Fellows in Focus: Emre Gönlügür

Color photo of an olive skinned man sitting at a cafe table with an open book, looking at the camera
Emre Gönlügür in the Cortile (photograph by Claudia Gori)

Emre Gönlügür, assistant professor in the Department of Architecture at Izmir University of Economics and our 2024 Getty Global Affiliated Fellow, is benefiting from the interdisciplinary nature of the American Academy, where daily interactions with the community yield unexpected results. Or as he puts it, the experience at AAR “decenters one’s viewpoint but enriches one’s perspective at the same time.” While in Rome Gönlügür is working on a project on Blue Anatolia, an artistic and intellectual movement that thrived in Turkey during the 1950s and 1960s. He is at the Academy through July 2024, completing the second half of a fellowship that began last year.

With Zakarya Khelif, Gönlügür’s cohort in the Getty Global Affiliate program, he organized the conference Decentering the Mediterranean in May 2023. This month he will give the first talk in the Getty Global Lecture series, focusing on “Blue Anatolia: The Classical Heritage and Modern Imagination in Postwar Turkey” on April 23. One week later, Khelif will speak on “A Closer Look at the Domestic Architecture of Tipasensis.”

AAR spoke to Gönlügür about his recent activities.

What have you been working on while at AAR? Has your project changed since arriving?

I am an architectural historian, but my research here at the Academy also extends into art history, intellectual history, and classical reception studies. I focus on the Blue Anatolia debate, an artistic and intellectual movement that developed in Turkey during the 1950s and petered out in the early 1980s. The movement brought together artists, architects, writers, poets, and scholars who took an interest in the cultural heritage of classical antiquity along Turkey’s Aegean and Mediterranean coastline. They tried to reinterpret this heritage as a humanistic basis for cultivating a geographically and multiculturally rooted Turkish national identity. I try to reconstruct the historical context for this artistic and intellectual enterprise and explore its manifestations in art and architecture.

The main axis of my research and the fundamental questions that guide me haven’t changed in any essential way since my arrival at the Academy. But they’ve certainly matured and deepened.

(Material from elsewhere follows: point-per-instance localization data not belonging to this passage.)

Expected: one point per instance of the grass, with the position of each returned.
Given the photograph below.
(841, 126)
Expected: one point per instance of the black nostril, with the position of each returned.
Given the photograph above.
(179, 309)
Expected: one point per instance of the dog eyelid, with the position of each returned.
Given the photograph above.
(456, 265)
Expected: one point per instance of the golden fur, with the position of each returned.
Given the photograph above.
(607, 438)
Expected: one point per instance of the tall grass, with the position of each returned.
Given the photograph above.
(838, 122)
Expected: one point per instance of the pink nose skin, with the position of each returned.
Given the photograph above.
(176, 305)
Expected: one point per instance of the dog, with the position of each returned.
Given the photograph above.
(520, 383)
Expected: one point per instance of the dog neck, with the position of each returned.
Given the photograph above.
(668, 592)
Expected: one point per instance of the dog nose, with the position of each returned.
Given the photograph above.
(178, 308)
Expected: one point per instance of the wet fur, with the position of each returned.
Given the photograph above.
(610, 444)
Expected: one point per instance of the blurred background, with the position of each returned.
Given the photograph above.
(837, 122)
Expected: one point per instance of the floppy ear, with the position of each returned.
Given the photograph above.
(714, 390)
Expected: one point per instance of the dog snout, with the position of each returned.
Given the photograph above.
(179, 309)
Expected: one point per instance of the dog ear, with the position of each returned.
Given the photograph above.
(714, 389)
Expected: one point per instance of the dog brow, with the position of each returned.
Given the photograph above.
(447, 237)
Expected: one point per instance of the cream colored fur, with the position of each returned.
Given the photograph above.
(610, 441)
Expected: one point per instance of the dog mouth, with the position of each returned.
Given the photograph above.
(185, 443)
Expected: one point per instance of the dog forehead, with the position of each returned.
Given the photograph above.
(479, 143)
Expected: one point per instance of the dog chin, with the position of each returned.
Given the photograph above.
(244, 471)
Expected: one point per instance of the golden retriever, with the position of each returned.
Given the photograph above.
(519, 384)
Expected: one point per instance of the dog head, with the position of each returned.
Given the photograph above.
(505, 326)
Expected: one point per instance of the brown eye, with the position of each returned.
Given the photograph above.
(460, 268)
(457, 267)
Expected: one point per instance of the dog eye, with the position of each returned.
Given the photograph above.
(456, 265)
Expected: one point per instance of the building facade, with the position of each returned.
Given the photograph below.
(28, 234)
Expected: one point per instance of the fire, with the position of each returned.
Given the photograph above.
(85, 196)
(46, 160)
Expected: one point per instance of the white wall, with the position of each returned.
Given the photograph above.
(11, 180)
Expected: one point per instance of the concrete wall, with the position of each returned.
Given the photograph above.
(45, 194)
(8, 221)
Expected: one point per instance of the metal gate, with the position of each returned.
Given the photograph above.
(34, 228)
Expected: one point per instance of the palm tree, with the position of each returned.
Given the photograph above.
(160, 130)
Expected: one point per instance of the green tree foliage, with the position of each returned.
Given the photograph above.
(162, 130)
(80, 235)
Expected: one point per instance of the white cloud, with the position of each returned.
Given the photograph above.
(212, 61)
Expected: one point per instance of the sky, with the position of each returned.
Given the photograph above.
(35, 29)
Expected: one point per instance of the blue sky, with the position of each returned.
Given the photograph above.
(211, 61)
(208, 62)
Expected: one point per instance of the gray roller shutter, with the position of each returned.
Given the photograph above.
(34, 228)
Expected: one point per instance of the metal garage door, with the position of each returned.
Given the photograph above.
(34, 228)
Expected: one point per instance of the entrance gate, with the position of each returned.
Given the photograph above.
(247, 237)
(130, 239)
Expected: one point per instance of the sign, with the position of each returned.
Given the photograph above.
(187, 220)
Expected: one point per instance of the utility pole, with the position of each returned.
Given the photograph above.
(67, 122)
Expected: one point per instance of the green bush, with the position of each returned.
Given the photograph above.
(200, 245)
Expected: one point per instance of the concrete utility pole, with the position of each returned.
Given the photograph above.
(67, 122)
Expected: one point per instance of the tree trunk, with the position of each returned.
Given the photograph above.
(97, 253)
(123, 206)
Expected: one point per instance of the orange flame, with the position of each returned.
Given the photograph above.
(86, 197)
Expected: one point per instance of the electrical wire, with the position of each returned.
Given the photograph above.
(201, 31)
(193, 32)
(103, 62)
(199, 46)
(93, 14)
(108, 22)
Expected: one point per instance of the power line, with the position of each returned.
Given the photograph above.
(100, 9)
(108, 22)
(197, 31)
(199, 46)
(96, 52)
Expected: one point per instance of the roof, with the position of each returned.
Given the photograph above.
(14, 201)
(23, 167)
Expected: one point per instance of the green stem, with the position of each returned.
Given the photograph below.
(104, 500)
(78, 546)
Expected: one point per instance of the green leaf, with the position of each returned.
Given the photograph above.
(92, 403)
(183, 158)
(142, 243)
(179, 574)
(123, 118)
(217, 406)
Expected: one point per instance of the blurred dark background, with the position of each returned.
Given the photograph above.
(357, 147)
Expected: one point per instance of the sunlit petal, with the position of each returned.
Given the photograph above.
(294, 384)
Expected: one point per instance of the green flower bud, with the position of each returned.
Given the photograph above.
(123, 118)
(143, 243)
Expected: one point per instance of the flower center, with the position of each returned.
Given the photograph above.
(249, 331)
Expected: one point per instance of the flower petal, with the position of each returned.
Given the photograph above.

Being in Rome, in such close proximity to the physical remains of antiquity, for one, gives you an embodied understanding of how modern generations of artists, architects, and intellectuals might have interpreted the classical heritage, how they might have viewed the ancient past when they encountered its physical remains at first hand.

What’s something that has surprised you about being at the Academy?

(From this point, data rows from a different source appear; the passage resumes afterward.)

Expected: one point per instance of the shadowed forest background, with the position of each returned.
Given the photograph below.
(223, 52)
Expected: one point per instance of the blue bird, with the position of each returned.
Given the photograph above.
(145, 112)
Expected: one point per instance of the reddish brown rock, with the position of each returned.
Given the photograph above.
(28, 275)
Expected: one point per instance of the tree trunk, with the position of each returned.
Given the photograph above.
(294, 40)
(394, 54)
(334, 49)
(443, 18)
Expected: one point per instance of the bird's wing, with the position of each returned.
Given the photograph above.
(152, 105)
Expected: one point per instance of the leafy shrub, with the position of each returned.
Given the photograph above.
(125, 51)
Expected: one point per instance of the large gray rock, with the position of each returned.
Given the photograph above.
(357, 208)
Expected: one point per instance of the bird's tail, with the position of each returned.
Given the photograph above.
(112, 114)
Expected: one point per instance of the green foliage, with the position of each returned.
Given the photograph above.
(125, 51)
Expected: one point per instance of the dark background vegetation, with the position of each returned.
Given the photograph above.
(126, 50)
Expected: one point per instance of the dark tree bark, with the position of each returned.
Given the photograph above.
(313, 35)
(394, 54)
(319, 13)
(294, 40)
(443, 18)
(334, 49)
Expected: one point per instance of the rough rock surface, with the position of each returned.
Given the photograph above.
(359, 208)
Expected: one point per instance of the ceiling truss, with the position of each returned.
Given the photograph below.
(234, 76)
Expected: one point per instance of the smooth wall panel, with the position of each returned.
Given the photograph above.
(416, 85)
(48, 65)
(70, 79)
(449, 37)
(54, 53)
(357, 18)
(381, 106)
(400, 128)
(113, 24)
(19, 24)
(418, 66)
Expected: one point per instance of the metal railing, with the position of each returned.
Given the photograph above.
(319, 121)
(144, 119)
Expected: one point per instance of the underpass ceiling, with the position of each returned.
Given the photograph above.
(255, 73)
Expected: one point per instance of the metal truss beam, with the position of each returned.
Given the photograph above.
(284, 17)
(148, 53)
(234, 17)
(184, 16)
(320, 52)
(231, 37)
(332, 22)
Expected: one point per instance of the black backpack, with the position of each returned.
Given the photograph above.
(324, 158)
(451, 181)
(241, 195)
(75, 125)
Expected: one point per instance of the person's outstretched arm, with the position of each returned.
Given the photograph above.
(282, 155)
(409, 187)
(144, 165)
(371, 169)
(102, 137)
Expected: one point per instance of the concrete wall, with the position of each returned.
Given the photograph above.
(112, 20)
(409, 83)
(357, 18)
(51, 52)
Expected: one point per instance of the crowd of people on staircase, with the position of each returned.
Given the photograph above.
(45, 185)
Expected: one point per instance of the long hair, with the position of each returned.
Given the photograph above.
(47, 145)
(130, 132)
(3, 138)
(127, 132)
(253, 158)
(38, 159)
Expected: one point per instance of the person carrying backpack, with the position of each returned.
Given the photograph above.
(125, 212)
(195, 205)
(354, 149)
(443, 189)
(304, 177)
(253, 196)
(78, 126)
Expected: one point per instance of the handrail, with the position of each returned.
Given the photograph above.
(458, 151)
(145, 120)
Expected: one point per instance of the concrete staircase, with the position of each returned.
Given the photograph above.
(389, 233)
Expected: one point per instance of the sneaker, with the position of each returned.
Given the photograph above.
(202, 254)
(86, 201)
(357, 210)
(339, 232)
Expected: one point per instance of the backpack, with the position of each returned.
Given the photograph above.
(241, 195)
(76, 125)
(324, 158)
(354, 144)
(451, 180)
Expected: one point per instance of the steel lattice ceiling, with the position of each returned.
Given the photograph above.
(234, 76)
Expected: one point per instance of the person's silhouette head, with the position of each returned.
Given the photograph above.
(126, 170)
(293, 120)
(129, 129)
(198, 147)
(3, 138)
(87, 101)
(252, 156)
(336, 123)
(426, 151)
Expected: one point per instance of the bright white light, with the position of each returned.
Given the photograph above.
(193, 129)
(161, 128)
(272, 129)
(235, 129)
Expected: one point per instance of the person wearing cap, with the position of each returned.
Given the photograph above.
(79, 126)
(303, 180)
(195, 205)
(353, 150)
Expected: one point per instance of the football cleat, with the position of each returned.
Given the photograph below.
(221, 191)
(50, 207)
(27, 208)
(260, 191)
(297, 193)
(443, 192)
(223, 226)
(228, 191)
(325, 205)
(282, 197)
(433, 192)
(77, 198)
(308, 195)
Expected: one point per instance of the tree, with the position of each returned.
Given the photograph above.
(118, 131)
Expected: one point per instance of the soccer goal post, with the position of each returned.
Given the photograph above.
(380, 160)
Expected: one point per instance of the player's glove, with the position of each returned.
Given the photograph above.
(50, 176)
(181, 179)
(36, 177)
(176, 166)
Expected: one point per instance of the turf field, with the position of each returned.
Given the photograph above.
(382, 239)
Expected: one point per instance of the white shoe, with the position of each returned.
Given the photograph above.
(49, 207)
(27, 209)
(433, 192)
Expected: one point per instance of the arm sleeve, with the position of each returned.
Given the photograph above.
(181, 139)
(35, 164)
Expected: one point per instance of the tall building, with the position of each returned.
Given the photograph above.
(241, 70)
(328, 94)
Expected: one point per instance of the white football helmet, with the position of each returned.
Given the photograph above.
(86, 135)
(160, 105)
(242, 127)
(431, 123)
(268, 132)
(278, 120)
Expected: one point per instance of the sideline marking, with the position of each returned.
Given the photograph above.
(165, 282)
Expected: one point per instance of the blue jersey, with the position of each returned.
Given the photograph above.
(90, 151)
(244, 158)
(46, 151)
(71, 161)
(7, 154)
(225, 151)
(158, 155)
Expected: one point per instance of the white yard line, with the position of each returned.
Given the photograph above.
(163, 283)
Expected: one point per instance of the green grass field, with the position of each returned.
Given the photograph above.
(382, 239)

I am amazed at how the Academy is such a vibrant crossroads of ideas, and caters to such a diverse array of scholarly fields and creative practices. It’s exciting and inspiring to be at the center of this traffic. One can never anticipate when or where inspiration will strike. During a shoptalk or a studio visit? Over dinner conversation? It is almost like an arts and humanities equivalent of an experiment in quantum physics. You come out with serendipitous insights. There is something humbling and rewarding about the diversity and breadth of expertise one encounters here. It decenters one’s viewpoint but enriches one’s perspective at the same time.

Have you had any great conversations with other fellows or residents that changed your perspective?

Certainly. These conversations are very helpful in refining and honing one’s ideas, and they don’t have to be discipline specific. To give just one example, when I was here last spring for the first half of my fellowship, I greatly enjoyed talking to Thaïsa Way (2016 Fellow, 2023 Resident), a scholar of landscape architecture. She suggested that I look into the emerging field of oceanic studies, or the “blue humanities,” if you will. What I found in that literature turned out to complement the theoretical framework that I am developing for my research here.

What have you seen in the city of Rome that has made a strong impression on you?

The city of Rome, in its entirety, has made the biggest impression on me. In my architectural history survey classes, I cover a significant number of buildings, monuments, and urban projects from Rome. But, it’s one thing to discuss a single building in its own historical context as opposed to seeing several of them lined up on a street or within a single neighborhood. And to observe the ongoing dialogue between them—even though they are separated from each other by decades, centuries, and in some cases, even millennia—is truly remarkable. It is as if time folds into space and becomes almost tangible.

Another thing that strikes me is the industrial scale of construction that made ancient Rome what it was. I am constantly awestruck by the kind of extensive brick wall surfaces you see in places like the Roman Forum, Ostia, or Hadrian’s Villa. Their vastness is overpowering and still resonates with the labor, resources, and wealth that went into their making, undoubtedly at a great cost to human life and the environment.

The Getty Global Affiliated Fellowship program is made possible with support from Getty through its Connecting Art Histories initiative.